Now that it has finally stopped raining and the sun has come out to play here at Swallowtail Hill, I’ve been able to do a full hive inspection and assess what needs doing next.  All the signs are that honey production is slow this year because spring has sprung so late – in short there hasn’t been much blossom about for hungry bees.  Some beekeepers have even been suggesting supplementary feeding – which is really unusual this far into the year.   And for those of you who have even less of a clue than me – that doesn’t mean I go down to the hives with a smorgasbord of bee delicacies to tempt them to eat.  It just means sugar syrup or fondant to replace the stores of honey that they’d otherwise be using to keep themselves sustained.  I was just getting to the point of considering this when the Pillrags – one of our wildflower meadows – came into bloom and saved the day.
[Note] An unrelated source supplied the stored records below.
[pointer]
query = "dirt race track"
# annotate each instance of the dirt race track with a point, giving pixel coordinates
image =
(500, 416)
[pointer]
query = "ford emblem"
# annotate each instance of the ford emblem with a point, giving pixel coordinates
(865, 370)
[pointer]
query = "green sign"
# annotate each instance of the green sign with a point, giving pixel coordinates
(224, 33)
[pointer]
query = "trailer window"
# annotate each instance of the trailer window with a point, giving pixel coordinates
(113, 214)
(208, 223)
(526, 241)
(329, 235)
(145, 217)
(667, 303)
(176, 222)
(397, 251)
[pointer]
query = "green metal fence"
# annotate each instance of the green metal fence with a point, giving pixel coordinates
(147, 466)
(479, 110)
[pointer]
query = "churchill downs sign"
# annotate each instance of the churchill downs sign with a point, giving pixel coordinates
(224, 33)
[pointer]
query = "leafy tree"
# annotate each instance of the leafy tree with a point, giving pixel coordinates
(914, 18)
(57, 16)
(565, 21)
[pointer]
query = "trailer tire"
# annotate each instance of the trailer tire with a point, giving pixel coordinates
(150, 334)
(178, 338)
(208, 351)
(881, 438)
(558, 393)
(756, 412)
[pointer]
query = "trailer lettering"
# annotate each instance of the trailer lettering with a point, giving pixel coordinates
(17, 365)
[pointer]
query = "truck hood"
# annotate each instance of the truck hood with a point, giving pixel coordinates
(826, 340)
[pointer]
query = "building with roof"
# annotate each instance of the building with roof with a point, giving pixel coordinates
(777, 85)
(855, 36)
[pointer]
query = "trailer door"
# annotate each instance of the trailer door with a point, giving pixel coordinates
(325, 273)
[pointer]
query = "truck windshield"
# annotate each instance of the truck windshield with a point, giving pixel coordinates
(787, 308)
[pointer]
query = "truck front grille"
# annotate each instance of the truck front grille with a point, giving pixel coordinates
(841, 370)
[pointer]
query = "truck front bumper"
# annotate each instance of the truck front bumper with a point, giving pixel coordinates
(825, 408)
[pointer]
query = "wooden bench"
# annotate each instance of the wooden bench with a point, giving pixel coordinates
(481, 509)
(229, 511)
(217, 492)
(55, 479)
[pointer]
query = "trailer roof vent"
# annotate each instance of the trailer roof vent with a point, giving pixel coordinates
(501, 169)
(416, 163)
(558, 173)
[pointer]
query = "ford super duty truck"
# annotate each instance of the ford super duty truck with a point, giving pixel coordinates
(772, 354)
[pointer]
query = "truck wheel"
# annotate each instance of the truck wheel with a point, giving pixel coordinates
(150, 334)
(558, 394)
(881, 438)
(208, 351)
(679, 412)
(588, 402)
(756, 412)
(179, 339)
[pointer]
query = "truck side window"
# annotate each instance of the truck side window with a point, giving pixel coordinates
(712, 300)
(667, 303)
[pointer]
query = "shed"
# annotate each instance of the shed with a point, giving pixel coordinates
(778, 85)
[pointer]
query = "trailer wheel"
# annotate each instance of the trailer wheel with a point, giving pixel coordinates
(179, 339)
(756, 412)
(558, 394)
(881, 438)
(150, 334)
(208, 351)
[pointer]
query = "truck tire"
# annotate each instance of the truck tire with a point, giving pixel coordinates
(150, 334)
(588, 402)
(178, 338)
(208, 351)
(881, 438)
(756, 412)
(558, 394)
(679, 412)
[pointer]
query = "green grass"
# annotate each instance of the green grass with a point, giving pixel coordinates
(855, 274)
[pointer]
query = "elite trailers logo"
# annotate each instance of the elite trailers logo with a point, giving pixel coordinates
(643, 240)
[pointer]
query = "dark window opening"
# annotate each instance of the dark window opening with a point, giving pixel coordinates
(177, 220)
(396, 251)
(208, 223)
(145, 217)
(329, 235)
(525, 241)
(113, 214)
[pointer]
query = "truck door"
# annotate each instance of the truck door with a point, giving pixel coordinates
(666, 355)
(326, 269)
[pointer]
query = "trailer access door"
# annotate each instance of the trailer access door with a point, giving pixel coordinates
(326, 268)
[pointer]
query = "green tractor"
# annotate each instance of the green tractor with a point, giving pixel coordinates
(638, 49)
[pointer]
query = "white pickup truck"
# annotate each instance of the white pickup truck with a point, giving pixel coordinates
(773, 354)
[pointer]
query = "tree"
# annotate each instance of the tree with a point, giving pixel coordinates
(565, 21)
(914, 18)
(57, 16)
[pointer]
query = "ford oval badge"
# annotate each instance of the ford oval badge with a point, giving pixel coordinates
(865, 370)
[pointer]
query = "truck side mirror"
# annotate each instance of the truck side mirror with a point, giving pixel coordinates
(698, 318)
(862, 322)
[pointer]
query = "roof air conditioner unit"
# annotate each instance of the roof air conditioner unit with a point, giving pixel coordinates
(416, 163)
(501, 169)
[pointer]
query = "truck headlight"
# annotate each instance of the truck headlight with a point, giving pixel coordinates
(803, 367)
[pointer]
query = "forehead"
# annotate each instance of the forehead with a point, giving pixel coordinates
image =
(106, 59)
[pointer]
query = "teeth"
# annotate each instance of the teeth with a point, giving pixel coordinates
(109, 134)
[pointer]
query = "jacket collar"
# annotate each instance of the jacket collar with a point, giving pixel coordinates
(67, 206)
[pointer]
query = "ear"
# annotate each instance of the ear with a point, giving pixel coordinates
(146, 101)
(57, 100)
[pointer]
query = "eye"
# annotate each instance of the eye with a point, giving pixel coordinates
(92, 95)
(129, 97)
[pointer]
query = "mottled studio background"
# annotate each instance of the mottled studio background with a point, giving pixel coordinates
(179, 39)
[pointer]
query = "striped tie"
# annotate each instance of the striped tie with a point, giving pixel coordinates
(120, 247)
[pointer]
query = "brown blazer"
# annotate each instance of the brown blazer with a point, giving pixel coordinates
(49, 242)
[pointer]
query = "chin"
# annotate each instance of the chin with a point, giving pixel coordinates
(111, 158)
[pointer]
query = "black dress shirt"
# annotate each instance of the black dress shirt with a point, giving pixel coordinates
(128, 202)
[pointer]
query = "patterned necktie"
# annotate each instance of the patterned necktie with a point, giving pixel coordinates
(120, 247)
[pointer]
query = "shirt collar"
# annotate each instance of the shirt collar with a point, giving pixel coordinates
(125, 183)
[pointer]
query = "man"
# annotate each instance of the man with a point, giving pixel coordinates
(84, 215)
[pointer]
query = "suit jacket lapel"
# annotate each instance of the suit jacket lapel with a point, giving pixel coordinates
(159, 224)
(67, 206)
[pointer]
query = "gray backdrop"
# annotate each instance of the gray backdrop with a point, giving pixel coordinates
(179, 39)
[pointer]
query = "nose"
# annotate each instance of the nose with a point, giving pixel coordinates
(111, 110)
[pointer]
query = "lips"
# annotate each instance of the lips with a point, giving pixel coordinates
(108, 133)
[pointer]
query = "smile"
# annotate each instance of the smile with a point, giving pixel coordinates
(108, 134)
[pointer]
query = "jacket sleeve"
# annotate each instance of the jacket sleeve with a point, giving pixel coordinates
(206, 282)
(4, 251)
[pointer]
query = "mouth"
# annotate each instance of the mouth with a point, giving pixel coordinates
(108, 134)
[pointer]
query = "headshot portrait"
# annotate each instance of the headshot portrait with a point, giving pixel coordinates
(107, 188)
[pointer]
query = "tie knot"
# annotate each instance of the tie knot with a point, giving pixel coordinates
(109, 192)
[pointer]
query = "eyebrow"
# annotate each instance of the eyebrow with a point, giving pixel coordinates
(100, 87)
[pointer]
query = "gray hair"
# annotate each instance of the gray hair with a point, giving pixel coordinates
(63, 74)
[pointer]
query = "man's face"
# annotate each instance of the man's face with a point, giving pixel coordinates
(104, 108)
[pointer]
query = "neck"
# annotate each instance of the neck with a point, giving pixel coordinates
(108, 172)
So what did the comb tell me?  Well honey is in production, but there isn’t much to shout about yet.  After much close scrutiny I found the queen but she wasn’t very busy – some eggs laid, and some brood (cells sealed while a new bee grows and develops) but no young larvae present.  There were also some empty queen cups – these aren’t the aftermath of a pre-Jubilee drinking session but rather the cells in which a queen bee is raised.  So my hunch is that my queen is a new one and that at some point very recently some of my colony swarmed with the old queen, hence the reproduction cycle is a bit on-the-back-foot for now.  Obviously I don’t think that ‘on-the-back-foot’ is a state that a bee can actually exist in but whatever – they have some catching up to do.

So I’ll leave them for a couple of days before checking on progress.  Thankfully I seem to be blessed with friendly bees.  They are usually nice and calm when I’m working with them.  I gave a talk the other week to a local women’s group and mentioned this fact, one lady who’d grown up on a farm and had always kept bees gave me the credit saying ‘they’re calm with you because you’re calm with them’ – which was just the loveliest compliment because anyone who knows me will tell you that calm isn’t my middle name.  120 miles an hour on full tilt is usually my modus operandi – but perhaps the bees are good therapy for me – watching them at work, everyone having a job, everything getting done as it should be done, always having a plan (even if I don’t understand it) but above all, being adaptable to the elements and always going with the (honey)flow – perhaps it’s the way to be(e)!